Now: On to the fun stuff!

Cutting the sheet metal was a bit of a pain.  There are a lot of options here, but few good ones:

  • Band saw: too unwieldy for a piece this large, and too hard to make straight cuts
  • Plasma torch: Excellent!  Except that TechShop doesn't have one anymore.  They did years ago, but it broke and they never replaced it.
  • Oxy acetylene torch: Too messy for something this thin.  And I don't remember how to use it.
  • Water jet: Too expensive for a simple straight cut.
I decided in the end to go old school, and used an angle grinder.  Simple, reliable, and hard to screw up.  I tried a few things, with different cuts, and found that I could make a decent straight cut free-hand, but that using a guide made it a lot easier.  I found a 1.5' piece of steel scrap with a 1/2" 90 degree bend in it that was perfect, and if I keep doing it this way, I'll probably make a longer one.  But, ideally, I'd like to do this with a plasma cutter in the future.  You can use it with an aluminum guide and make quick work of it.
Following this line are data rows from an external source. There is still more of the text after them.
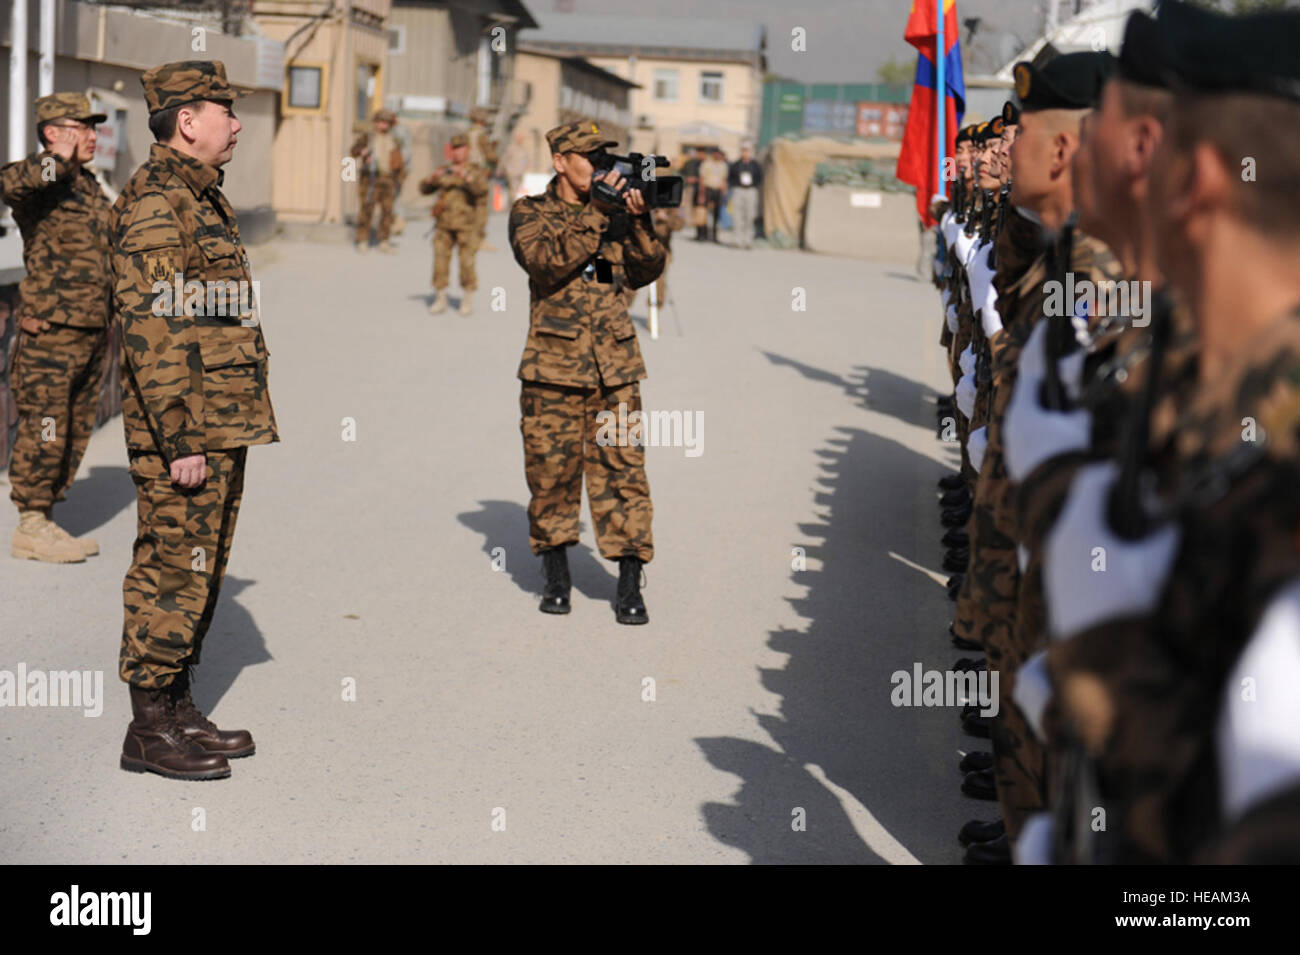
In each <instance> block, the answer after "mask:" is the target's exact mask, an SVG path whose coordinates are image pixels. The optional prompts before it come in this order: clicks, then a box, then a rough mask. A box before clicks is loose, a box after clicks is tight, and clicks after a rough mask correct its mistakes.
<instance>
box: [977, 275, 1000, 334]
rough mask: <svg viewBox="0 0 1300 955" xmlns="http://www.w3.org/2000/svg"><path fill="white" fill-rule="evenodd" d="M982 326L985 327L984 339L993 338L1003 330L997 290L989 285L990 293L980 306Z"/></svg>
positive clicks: (980, 315)
mask: <svg viewBox="0 0 1300 955" xmlns="http://www.w3.org/2000/svg"><path fill="white" fill-rule="evenodd" d="M979 318H980V324H982V325H983V326H984V338H992V337H993V335H996V334H997V333H998V331H1001V330H1002V316H1001V314H998V312H997V288H995V287H993V283H992V282H989V283H988V292H987V294H985V296H984V303H983V304H982V305H980V313H979Z"/></svg>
The layout for the sheath was to take a 4' long sheet, and bend it into the sheath of the correct shape, leaving a gap on top for the flame to exit.  Here's the plan:


I can use the finger brake for the first two bends easily.  After bend 2, I leave it in the brake, and make the third bend, on the first 6" segment.  The finger brake only opens about 3/4 of an inch, and after the third bend, it's got 6" vertical behind it, but I can work it out with a bit of effort by pivoting the piece.  But I definitely can't make the last bend this way, as getting it out of the brake would be too difficult.  So, time to go old-school:





The fit isn't perfect, but it's good enough.  I went about drilling some holes and tapping them to hold the sheath in place, and a) spent way too much time using the drill press when a hand drill was just as effective, and b) broke a 6-32 tap.  I have broken several 6-32 taps already on this piece, and I was thinking about why this might be, and came to a realization:

I originally started using the 6-32 tap because, for a particular piece (maybe the stupid rail holders?) I needed as small a bolt as I could reasonably use.  I dumped a bunch of 6-32 bolts into my tool box at some point, and thereafter I just kind of defaulted to using the 6-32 tap for everything.  But, this was incredibly stupid: the 6-32 tap breaks most easily because it's the smallest tap.  I did the second sheath with the 8-32 tap, and it was like butter.  It took me about 50% longer to drill the holes, but less than half the time to tap them, and the tap was way more stable.  So, advice: don't use the 6-32 tap on steel if you don't need to.

Next up: putting it all together.  I'm starting a new job soon, and am hoping to get this prototype done before then, so the next couple of weeks are Flaming Icosahedron time.  Stay tuned.

Monday, May 2, 2016

Chain drive with pulley wheels

Been hard at work trying to fundamentally transform behavioral therapy lately, so not a lot of time to tinker.  But I took a few hours this weekend and did something I've been meaning to do for a while, which was to update the chain drive mechanism using pulley wheels as guide wheels instead of sprockets (thanks to CTP for suggesting this).  I also made the effort to make sure a few other things were tied down properly.  The resulting mechanism is much smoother and more reliable.